To ensure they had enough evidence, Bechaver and other investigators, including fellow San Luis Valley wildlife officers Rod Ruybalid and Brent Woodward, camped undercover in freezing rain and carefully followed the poachers' activities through the fall of 2004.

The wildlife officers employed high-tech surveillance techniques and equipment to follow the poachers, including radio scanners, digital voice recorders and cameras, hidden video cameras equipped with infrared trips, and global positioning system (GPS) handhelds. Investigators also relied on DNA evidence to analyze kill sites, and tapped into the computerized Colorado Outdoor Recreation Information System (CORIS) to obtain information about the hunting party.

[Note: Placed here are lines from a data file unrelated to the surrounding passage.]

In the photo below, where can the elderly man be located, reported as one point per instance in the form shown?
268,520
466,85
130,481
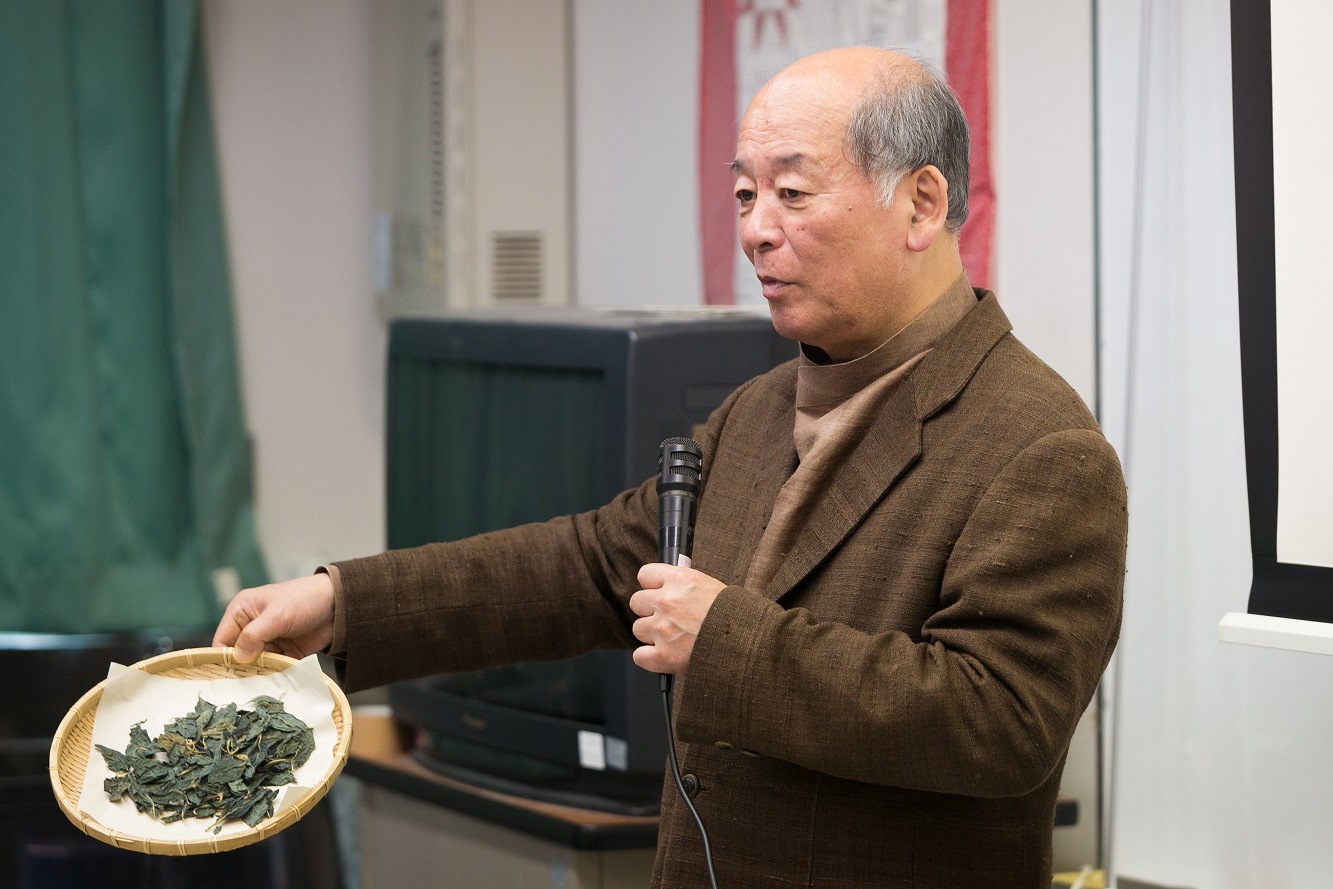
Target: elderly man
909,545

"This case was solved through a combination of old-time game warden woodsmen skills combined with the use of modern technology," Bechaver said. "The high-tech stuff was good and it came in handy, but we couldn't just do it with that. We had to be on the ground in the backcountry following these guys around in the woods.

"And we do go out into the woods," he added. “We're not just driving around in our trucks drinking coffee and whistling cowboy songs."

To track illegal hunting activities and prosecute suspected poachers, the DOW sponsors two well-known programs. Operation Game Thief, or OGT, offers tipsters cash rewards for information leading to the arrest and prosecution of illegal hunting activities around Colorado. The other, Turn in Poachers, or TIP, offers non-cash incentives, including premier big-game hunting licenses.
http://www.totalsportsman.com/forum/topic.asp?TOPIC_ID=3592
 
TenBears ,I think it does belong here.
It show us that being a freaking moron isn't limited to someone that ride's an ATV.

Both are good find's.
It's hard to understand some of the way's people can find to get away with illegal crap.
 
1-P, I would say that both are prevalent acts. The ATV issue is more in the public eye, but poaching in remote areas is done just because of the remoteness of the area. Think of it as an issue measured in per capita.